Dois países merecem atenção especial, a Alemanha e o Japão. Ambos foram derrotados na Segunda Guerra Mundial e tiveram fortes restrições em termos de suas forças armadas e seus armamentos, que passaram a ter caráter limitado, apenas defensivo. No entanto, as recentes tendências do teatro internacional, como o crescimento econômico, tecnológico e bélico da China, e a invasão da Ucrânia pela Rússia, têm levado tanto a Alemanha quanto o Japão a se rearmarem. Contam com o apoio firme da Aliança Atlântica e dos Estados Unidos. Tendo em vista a dimensão de suas economias e seu avanço tecnológico, esses dois países podem rapidamente passar a ter o status de grandes potências. Como pano de fundo desse rearmamento alemão e japonês, temos a estratégia da OTAN e dos americanos de contenção da Rússia na Europa, e da China na Ásia, onde teriam papel importante. No que diz respeito ao Japão, o país tem ainda a função de contrabalançar o poderio chinês no caso de uma tentativa de retomada de Taiwan, bem como a capacidade de se contrapor às ameaças da Coreia do Norte. 
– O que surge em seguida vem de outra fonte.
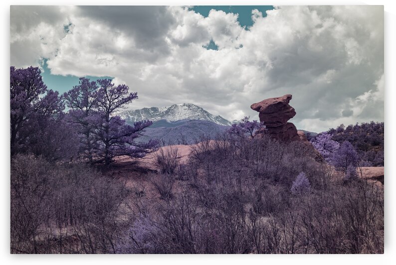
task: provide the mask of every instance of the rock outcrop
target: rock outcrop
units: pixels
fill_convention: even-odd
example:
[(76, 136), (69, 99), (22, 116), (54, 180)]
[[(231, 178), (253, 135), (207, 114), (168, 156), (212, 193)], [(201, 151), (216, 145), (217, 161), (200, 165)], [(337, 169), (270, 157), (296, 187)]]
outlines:
[(301, 139), (296, 127), (287, 121), (296, 115), (294, 109), (289, 105), (290, 94), (271, 98), (252, 104), (250, 108), (259, 112), (260, 121), (264, 123), (267, 132), (274, 138), (282, 140)]

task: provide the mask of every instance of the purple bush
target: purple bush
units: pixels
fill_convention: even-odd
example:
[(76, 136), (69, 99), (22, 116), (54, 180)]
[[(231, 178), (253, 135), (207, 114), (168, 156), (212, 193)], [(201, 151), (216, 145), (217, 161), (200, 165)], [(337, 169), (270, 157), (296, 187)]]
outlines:
[(327, 132), (318, 134), (311, 142), (328, 162), (333, 153), (340, 147), (340, 144), (331, 139), (332, 135)]
[(290, 191), (294, 195), (309, 192), (311, 190), (311, 184), (305, 173), (302, 172), (293, 181)]
[(346, 181), (353, 180), (358, 178), (358, 172), (356, 171), (356, 167), (352, 164), (350, 164), (347, 167), (347, 172), (345, 173), (344, 179)]
[(255, 120), (252, 122), (249, 121), (249, 118), (245, 117), (239, 123), (233, 124), (228, 130), (228, 132), (231, 135), (240, 137), (248, 136), (254, 138), (255, 132), (260, 129), (263, 129), (265, 126), (262, 123), (259, 123)]
[(331, 164), (345, 174), (349, 166), (356, 168), (358, 161), (358, 153), (348, 141), (344, 142), (331, 157)]

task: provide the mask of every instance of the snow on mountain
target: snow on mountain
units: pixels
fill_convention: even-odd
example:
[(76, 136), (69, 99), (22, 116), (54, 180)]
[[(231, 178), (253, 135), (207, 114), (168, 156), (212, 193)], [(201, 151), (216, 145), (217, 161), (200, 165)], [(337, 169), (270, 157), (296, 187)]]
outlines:
[(198, 120), (208, 121), (219, 125), (230, 126), (232, 124), (219, 115), (214, 116), (202, 108), (189, 103), (174, 104), (170, 107), (163, 108), (153, 107), (140, 110), (127, 110), (121, 112), (119, 115), (130, 124), (143, 120), (150, 120), (152, 122), (160, 120), (171, 122), (181, 120)]

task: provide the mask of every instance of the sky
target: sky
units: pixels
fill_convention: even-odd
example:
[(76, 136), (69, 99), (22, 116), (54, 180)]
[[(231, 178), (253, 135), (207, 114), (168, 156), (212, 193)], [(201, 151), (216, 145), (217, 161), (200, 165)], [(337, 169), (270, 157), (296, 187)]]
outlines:
[(10, 63), (50, 89), (126, 84), (132, 109), (183, 103), (229, 120), (291, 94), (299, 129), (384, 121), (382, 6), (10, 8)]

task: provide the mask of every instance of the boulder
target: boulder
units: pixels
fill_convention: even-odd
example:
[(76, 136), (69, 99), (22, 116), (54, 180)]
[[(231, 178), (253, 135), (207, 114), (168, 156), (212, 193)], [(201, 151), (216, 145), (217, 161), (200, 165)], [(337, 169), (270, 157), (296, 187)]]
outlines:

A Índia, que ultrapassou a população chinesa e está em crescimento econômico e tecnológico acelerado, tem laços fortes com potências ocidentais como os Estados Unidos e o Reino Unido e é importante importadora de armas da Rússia. Embora tenha relações comerciais de vulto com a China, permanecem sem solução os conflitos de fronteira sino-indianos. A Índia tem tentado adotar uma posição de equilíbrio na reorganização de forças que se desenha no cenário internacional. Procura manter as relações comerciais com a China, continuar tendo a Rússia como fornecedor de petróleo e armas, ao mesmo tempo em que participa do QUAD, foro informal de coordenação de defesa de que fazem parte, além da Índia, o Japão, os Estados Unidos e a Austrália. Essa coordenação quadrilateral, que foi criada por iniciativa do Japão em 2007 para contrabalançar a crescente presença e influência chinesa, e foi revigorada em 2017 pelos americanos, realiza exercícios militares conjuntos regularmente.

A proximidade sino-russa foi intensa durante a Guerra Fria e agora tem ajudado a Rússia a aliviar os efeitos das sanções impostas pelas potências ocidentais por causa da invasão da Ucrânia. Essa aliança da China e da Rússia cristaliza um poderoso bloco em contraposição aos Estados Unidos e à Aliança Atlântica.

Outra vertente importante na definição de uma nova configuração internacional tem sido o deslocamento do eixo econômico para a Ásia, região com crescente protagonismo tecnológico, industrial  e comercial, em detrimento dos EUA e da Europa, que têm perdido paulatinamente sua antiga hegemonia. Esse deslocamento já influencia as cadeias mundiais de produção e de suprimento e a economia brasileira terá, necessariamente, de se adaptar à nova realidade. 

De outra parte, é interessante notar a utilização pioneira e intensa de novos meios de combate na guerra russo-ucraniana, com o uso intensivo de drones e da cibernética, ao lado de meios convencionais como os blindados. Esses novos meios de combate, testados nos campos de batalha da Ucrânia, devem alterar profundamente as futuras guerras, junto com o uso de inteligência artificial e a nanotecnologia. 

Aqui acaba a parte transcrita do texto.